Grijalva has called the “robust” public option central to reform. In July, 60 members of the liberal group of lawmakers sent a letter to Pelosi and House Energy and Commerce Committee chairman Henry Waxman (D-Calif.), calling a deal between Blue Dogs and Waxman “unacceptable.” The 60 members said they would not vote for the Energy and Commerce Committee’s bill.

Blue Dogs have voiced serious concern about the costs involved in a major reform effort, arguing against spending too much. The coalition of fiscally conservative Democrats has indicated it would vote against a plan that cost too much.

No House Republicans are expected to vote for the bill. So with 218 votes needed to pass it, Democrats cannot afford to lose more than 38 members.

Considering that the Progressive Caucus has at least 80 members and the Blue Dogs have 52, and that spells trouble if either faction votes en masse against the bill.

Democrats on Capitol Hill say the party has had success so far this year in passing legislation despite the ideological divide.

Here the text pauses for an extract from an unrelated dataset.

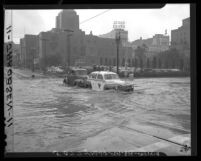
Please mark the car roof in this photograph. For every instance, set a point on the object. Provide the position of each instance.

Even though a number of centrists voted against the bills, the party has led the charge on climate change legislation, the $787 billion stimulus and an expansion of the State Children’s Health Insurance Program.

In fact, Democratic aides said only one major legislative proposal — the union-backed card-check legislation — had been delayed because of concerns from centrist members, though House leadership aides laid blame with the Senate, which has not acted on the bill yet.